Unless you're one of the small number of people who are devout fans of power metal, the term tends to lead you towards the ludicrous. Power metal is an exercise in excess, the kind of metal that doesn't ask why it's so over the top, but rather asks why the top is so low. While there are heavier strains of the music, the common denominator is that it's the kind of stuff 'true' metalheads are loathe to admit they have a soft spot for. To be fair, the reputation for being ridiculous is well-deserved, and Powerwolf wears that like a badge of honor. They are as over the top as any power metal band in the world, mixing horror movie imagery, cinematic orchestration, and an operatic approach to their musical murder spree that no one else can quite match.

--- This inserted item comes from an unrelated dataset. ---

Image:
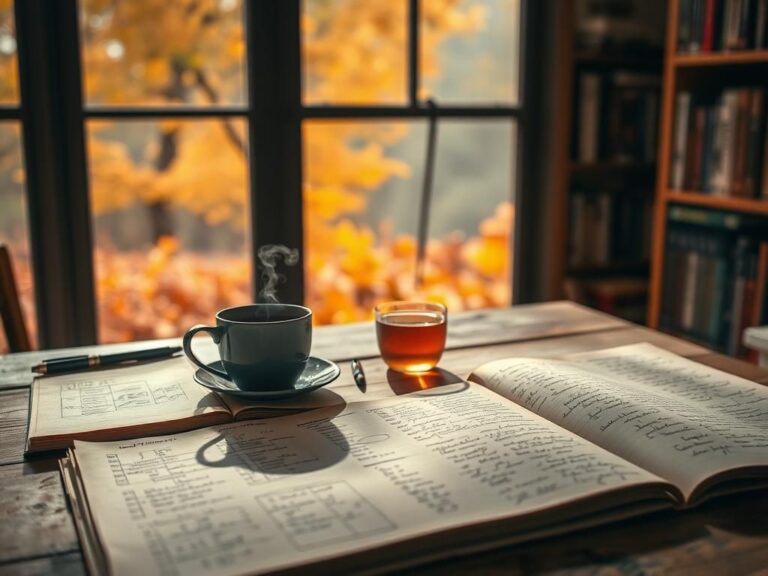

Back for their fifth album, Powerwolf has reached the point where the gimmick has worn thin for casual fans. There's a limit to how much schtick can be utilized before the joke tires out, which makes each Powerwolf album a balancing act. If they aren't careful, they will teeter off the edge.
Oblivious to the concept, “Amen & Attack” opens not with a slow burn, but with a crescendo of Attila's operatic wailing. No band embraces being ridiculous quite this much, although it is hard to tell at times just how tongue-in-cheek they are. Regardless, the one thing they know how to do better than anything else is write metal hymns, the kind of songs intended to be shouted by a chorus of riled up warriors heading into battle to slay the dragon. They've done better in the past, but it's a rousing number, and I particularly love the deft little touch where the guitars drop out and let the organs have a few seconds in the spotlight right before the choruses hit. They're the types of minor details that build the drama.
“Preachers Of The Night” focuses more on religious imagery than previous Powerwolf albums, which leads to a curious perception issue. The bits of Latin running through the lyrics, as well as the topics themselves, are all better suited to the sound of the metal Powerwolf makes than ware-wolves and blood ever were, but it's almost too on the head to take anything but seriously. The space between the literal and the intended has narrowed, making the album feel far more serious than I'm sure it really is.
Putting that minor aside behind us, what's most important is whether Powerwolf is able to deliver the metal anthems we're expecting from them. On that level, they've peppered the bulls-eye. Songs like “Coleus Sanctus” and “Sacred & Wild” are as massive as any sing-along Powerwolf has ever written. They're the sorts of songs that you can easily imagine in the background of the latest Hollywood waste of $200 million.
I'm not sure about the wisdom of including so many non-English lyrics on the album, because they blur my focus just enough that picking out some of the lyrics I should be able to understand becomes more difficult. It doesn't change the songs, but it changes my reaction to them.
There are a couple of tracks that don't quite work, namely the comparatively small sounding “Cardinal Sin”, but “Preachers Of The Night” is a solidly consistent album. From beginning to end, Powerwolf delivers a record with song after song that screams to the heavens. It's not dissimilar to the recent Sabaton works, except Powerwolf makes that band look tame.
Powerwolf has spent their entire career over the top, and “Preachers Of The Night” may be their biggest statement yet. Five albums into their careers, Powerwolf has shown there's plenty of life left in the gimmick, and they are far from done leading the way when it comes to making power metal bigger in sound and scope than ever before.